Step One (Introduction): Introduce students to the landscape works of the Impressionists, such as Pissarro, Monet, Sisley and Cezanne. Give students the opportunity to observe about how Cezanne’s work differs from that of the other artists. Guide the students in understanding that while Cezanne worked at the same time as the impressionists (and often painted with Pissarro), his work went in a different direction. Rather than merely painting what he saw in front of him, he sought to paint the arrangement of shapes he saw in nature, with the goal of bringing those shapes into a harmonious arrangement.

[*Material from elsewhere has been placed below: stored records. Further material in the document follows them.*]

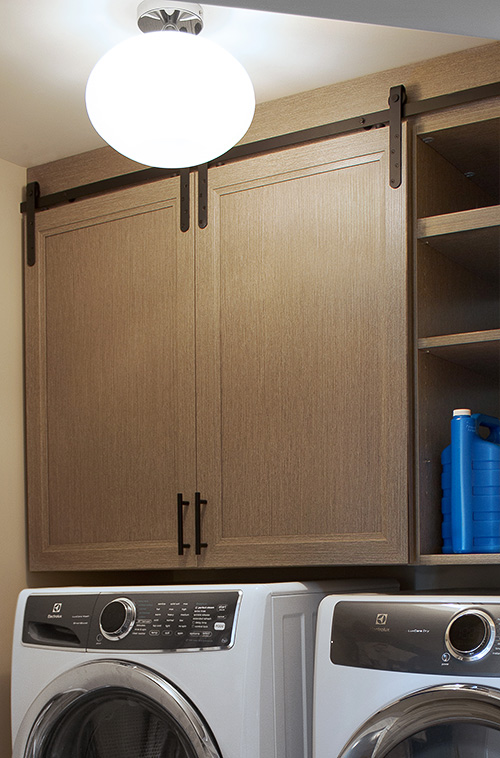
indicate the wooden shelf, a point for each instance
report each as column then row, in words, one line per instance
column 477, row 351
column 451, row 559
column 471, row 238
column 451, row 223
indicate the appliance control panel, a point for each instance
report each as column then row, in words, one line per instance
column 428, row 638
column 147, row 621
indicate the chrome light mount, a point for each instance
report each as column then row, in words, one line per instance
column 153, row 16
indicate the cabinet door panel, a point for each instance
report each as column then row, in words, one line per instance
column 302, row 359
column 111, row 347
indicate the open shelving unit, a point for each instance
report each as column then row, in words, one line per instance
column 457, row 295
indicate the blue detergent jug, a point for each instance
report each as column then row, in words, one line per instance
column 471, row 485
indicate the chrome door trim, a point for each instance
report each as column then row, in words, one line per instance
column 65, row 690
column 445, row 703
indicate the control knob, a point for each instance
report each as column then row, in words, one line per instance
column 470, row 635
column 117, row 618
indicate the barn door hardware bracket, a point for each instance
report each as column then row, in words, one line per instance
column 203, row 195
column 397, row 98
column 32, row 195
column 184, row 173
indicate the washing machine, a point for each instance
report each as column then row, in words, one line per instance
column 220, row 671
column 407, row 676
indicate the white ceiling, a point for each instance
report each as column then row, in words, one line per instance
column 48, row 48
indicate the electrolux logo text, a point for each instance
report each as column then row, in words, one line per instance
column 56, row 611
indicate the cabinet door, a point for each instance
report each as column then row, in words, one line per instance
column 110, row 382
column 302, row 359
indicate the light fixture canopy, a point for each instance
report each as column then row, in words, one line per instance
column 170, row 98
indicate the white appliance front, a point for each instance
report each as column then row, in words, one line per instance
column 203, row 671
column 407, row 676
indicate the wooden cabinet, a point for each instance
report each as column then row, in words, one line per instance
column 457, row 260
column 261, row 362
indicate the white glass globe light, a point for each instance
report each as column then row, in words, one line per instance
column 170, row 99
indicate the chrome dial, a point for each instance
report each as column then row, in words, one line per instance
column 470, row 635
column 117, row 618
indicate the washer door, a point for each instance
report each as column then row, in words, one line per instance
column 113, row 709
column 449, row 721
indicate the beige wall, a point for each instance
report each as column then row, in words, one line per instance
column 12, row 529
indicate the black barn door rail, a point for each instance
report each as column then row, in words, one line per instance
column 398, row 110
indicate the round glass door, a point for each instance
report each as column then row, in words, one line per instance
column 450, row 721
column 113, row 709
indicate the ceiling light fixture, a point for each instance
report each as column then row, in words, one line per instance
column 169, row 98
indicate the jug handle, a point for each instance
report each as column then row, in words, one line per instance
column 492, row 423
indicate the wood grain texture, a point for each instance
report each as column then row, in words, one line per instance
column 110, row 378
column 302, row 359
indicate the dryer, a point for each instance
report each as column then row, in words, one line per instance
column 407, row 676
column 219, row 671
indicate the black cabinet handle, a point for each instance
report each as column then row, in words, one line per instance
column 198, row 502
column 180, row 524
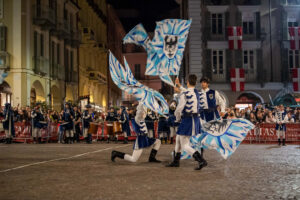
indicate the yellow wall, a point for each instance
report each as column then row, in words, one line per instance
column 91, row 56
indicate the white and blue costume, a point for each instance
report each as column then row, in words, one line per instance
column 142, row 140
column 124, row 119
column 163, row 127
column 281, row 118
column 172, row 121
column 150, row 123
column 37, row 119
column 8, row 123
column 139, row 125
column 209, row 100
column 187, row 112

Step Two (Presentation of painting method): At this point, you may choose to bring students outdoors with their sketching materials to observe directly from nature (if applicable) or to use reference photos of landscapes that include trees, mountains, lakes, etc. (the occasional man-made object can be included as well, so long as it is not the focus of the picture).
Working either from direct observation or reference photos, guide students in reducing the scenes they are looking at to basic shapes, such as cylinders (trees), cones (mountains), spheres (rounded bushes, rocks), or prisms and cubes (buildings). Once you guide students in sketching the basic shapes, students should create sketches in which the shapes are arranged into strong compositions. Sketches should resemble the surroundings, but students do not have to be “slaves" to the details of the landscapes they are using as references.
Composition tip: Students should be encouraged to use overlapping shapes to create depth in their pieces.